Catching up on correspondence during a lull in action
Posted: Tuesday December 27, 2005 10:45AM; Updated: Wednesday December 28, 2005 3:58PM
Some believe Rick Pitino could have signed Rajon Rondo if he had played his cards right.
Andy Lyons/Getty Images
Greetings, Hoop Thinkers. While the college hoops season is in the midst of its annual holiday lull, I figured this would be a good time to answer some emails, which have been piling up in my inbox like so many unopened Christmas cards.
Let's start with last week's Jigsaw Man column, in which I discerned missing pieces for 10 puzzling teams. Plenty of folks took me up on my invitation to send in their own suggestions. A few submissions were too obvious for my taste. (For example, Greyson Murff from Kansas City wanted Missouri to pick up Louisville's Taquan Dean, who should be on everyone's short list of All-America candidates.) Dave from New York, who apparently was too worried about the approaching transit strike to provide his surname, was closer to the spirit of the game when he paired up Tennessee, which is lacking an athletic post player, with Oral Roberts forward Caleb Green. "Green's been dominating the Mid-Con for two seasons now," Dave wrote. "One would think it's reasonable to expect the 6-foot-8, 240-pound forward to put up 12 points and seven boards a game in the SEC."
Another solid idea came from Matt Hampton of Miamisburg, Ohio, who looked at Kentucky's lack of frontline rebounding and suggested we plug in Louisiana Tech forward Paul Milsap. And as long as we're in the Commonwealth, Chris Brown from Louisville laments the way Cards coach Rick Pitino slavishly recruited Sebastian Telfair, thus prompting Louisville native Rajon Rondo to choose UK.
Speaking of Kentucky, I got a wide variety of responses to my column appraising the situation facing Wildcats center Randolph Morris. The piece was published after the NCAA had announced Morris would have to sit out the entire season, but before it decided he could return in January. Todd Jones from Lexington asked, "Don't you find (the NCAA) a bit hypocritical for suspending Morris for the entire season, yet they suspend a KU player just seven or nine games for accepting something like $7,000?"

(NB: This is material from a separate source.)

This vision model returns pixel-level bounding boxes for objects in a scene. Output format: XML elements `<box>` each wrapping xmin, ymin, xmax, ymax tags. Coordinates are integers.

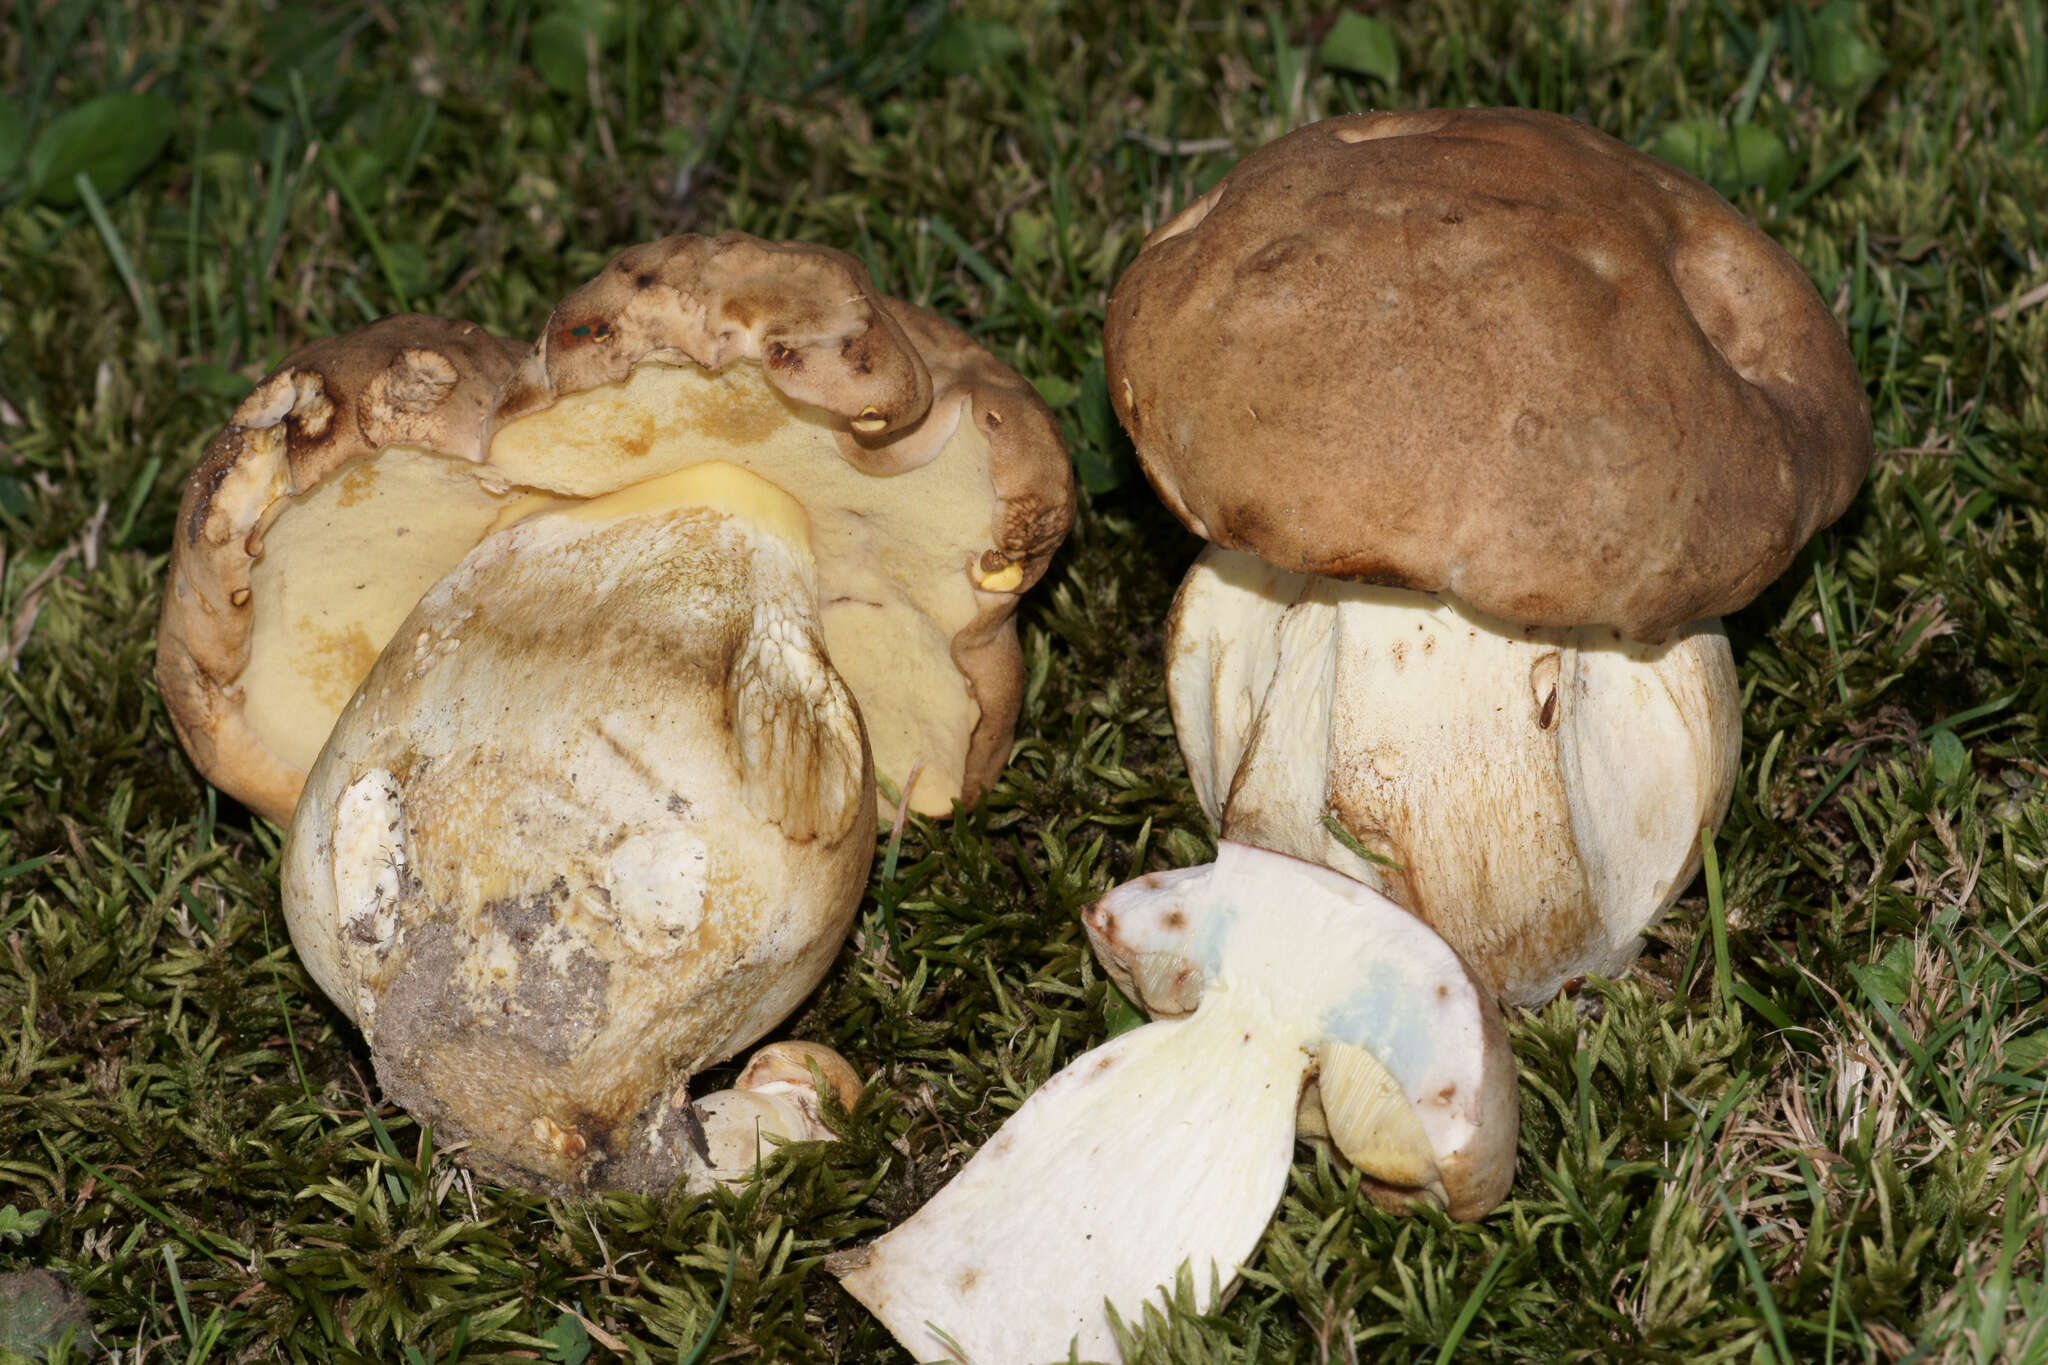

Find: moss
<box><xmin>1</xmin><ymin>0</ymin><xmax>2043</xmax><ymax>1359</ymax></box>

Todd is referring to Kansas forward Darnell Jackson, who was suspended nine games for accepting around $5,000 in extra benefits from a KU booster. The difference, Todd, is that not only did Morris accept more than $7,000 in expenses from NBA teams, he also entered into a de facto relationship with the SFX sports agency. Once a player crosses that line, he has stepped into a much more precarious situation.
Another Lexington native, Andy Sallee, echoed the beliefs of lots of folks in town when he wrote, "Morris, I think, was misinformed by a few individuals (who said) that he would be picked very high in the draft. I think he stupidly believed them and ignored all the other good advice." That's undoubtedly true, Andy, but don't forget, Morris would definitely have been a first-round pick coming out of high school. So who was the "stupid individual" who told Randolph he would be better off playing at least a year in college?
As a postscript to the case, let me say that while I am genuinely happy for any young man who is unexpectedly given a chance to play, the logic behind the NCAA's ultimate decision baffled me. They appeared to give much weight to the miraculously unearthed fax that Morris originally sent Tubby Smith stating his intention to enter the draft but preserve his collegiate eligibility. Yet, Morris clearly indicated otherwise by his actions -- including delivering the news to Smith by fax instead of a phone call. I'm told that UK brought other information that was of a personal nature to the NCAA's attention that led to the reduction in Morris' penalty. Whatever you think about the resolution to this case, I'm hoping that players who go this route in the future will learn from Morris' many mistakes.
It's always amusing to me when a throwaway line yields lots of emails from disenchanted readers. Last week, I mentioned that I thought the race for second place in the Big Ten (behind clear favorite Michigan State) was getting my attention. That, however, did not go over well with Illinois fans who are convinced that it is the Spartans who are actually playing for second. Writes Mike Lommler of Springfield, Ill., "Isn't that just a bit premature, considering that (the Spartans) haven't been stopping anybody's offense? Right now, Illinois is actually tops in efficiency margin, and I think must at least be the co-favorite for the title."
First, Mike, congratulations on living in Springfield. I spent a few days there when I wrote a story for SI a few years back and enjoyed the place very much. But whether Illinois fans like it or not -- and why wouldn't you like it? -- Michigan State is the clear favorite to win the Big Ten. Illinois has been impressive in starting off 12-0, but coach Bruce Weber purposely downgraded his nonconference schedule in anticipation of a rebuilding season. I'm not saying Illinois can't win the Big Ten, I'm just saying they're not the favorite. At any rate, we'll know more after the two teams meet in Champaign on Jan. 5.